Today I worked late. In the morning, I had time so I read Brady Mikako's "I'm yellow and white, and a little bit blue". I don't know the news of the worldwide well, but I guess that rich people become richer and poor people become poorer (this can be seen all over the world). The people "I" and "mom" and "husband" who appear in this book are the reflection of the real uneven world. But they never become retrospective. They polish their minds which are influenced by punk rock and try to survive their hard life. I felt that I can trust them.

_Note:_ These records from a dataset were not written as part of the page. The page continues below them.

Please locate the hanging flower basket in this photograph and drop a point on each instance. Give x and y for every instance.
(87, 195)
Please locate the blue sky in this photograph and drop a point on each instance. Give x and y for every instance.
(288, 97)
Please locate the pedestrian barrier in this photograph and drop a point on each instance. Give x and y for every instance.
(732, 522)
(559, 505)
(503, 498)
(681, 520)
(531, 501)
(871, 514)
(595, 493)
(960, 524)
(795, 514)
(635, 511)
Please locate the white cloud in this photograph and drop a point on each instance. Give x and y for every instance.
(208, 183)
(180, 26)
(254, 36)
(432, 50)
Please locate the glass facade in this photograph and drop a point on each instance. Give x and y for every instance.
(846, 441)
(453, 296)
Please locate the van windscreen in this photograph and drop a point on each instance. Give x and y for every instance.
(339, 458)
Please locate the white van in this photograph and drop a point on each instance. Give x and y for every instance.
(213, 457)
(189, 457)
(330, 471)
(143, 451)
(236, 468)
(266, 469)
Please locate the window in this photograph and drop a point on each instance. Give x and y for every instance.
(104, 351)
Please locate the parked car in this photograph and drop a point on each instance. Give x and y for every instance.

Like the book, I've read before, "Europe Calling Returns", Brady Mikako seems that treats her senses of daily real life. She doesn't start with abstract topics, but the feeling of "hungry" and tries to connect it to bigger topics. She has such thinking systems in her mind. The daily life of her family in this book is really fresh and sensitive. It's not always brilliant, but she doesn't run away to her personal world. She looks at reality and tries to survive. I have sympathy for it.

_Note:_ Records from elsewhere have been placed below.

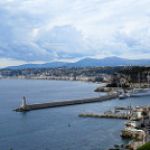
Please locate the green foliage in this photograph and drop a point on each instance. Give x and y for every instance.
(145, 147)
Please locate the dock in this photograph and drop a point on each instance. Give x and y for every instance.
(109, 116)
(29, 107)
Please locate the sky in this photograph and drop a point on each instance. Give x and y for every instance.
(39, 31)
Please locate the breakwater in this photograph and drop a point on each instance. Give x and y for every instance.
(29, 107)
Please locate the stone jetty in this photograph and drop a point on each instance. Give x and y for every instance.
(28, 107)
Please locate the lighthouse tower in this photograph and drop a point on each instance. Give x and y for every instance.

Although I always write the same things, once I had given up living. I gave up having any hopes. I always thought that I could die. Even if I try to live, I just gain the seeds of trouble. I can't earn money like my parents. So I thought if I could die then it's great. Now I don't think about that. Probably I could run away from such 'hell' and survive. Even if I can't earn a lot of money, I could train my emotion stronger.
I was not good at making friends until now. My friends tend to go away within a few years. I couldn't see how I can make a long friendship. And I became that I could see myself as "It can be shown by everyone", I started talking with others as a confident person. Now I have made a lot of friends. This must be growing up. I have come from the days I had believed that living itself was very shameful. Yes, it was a long way.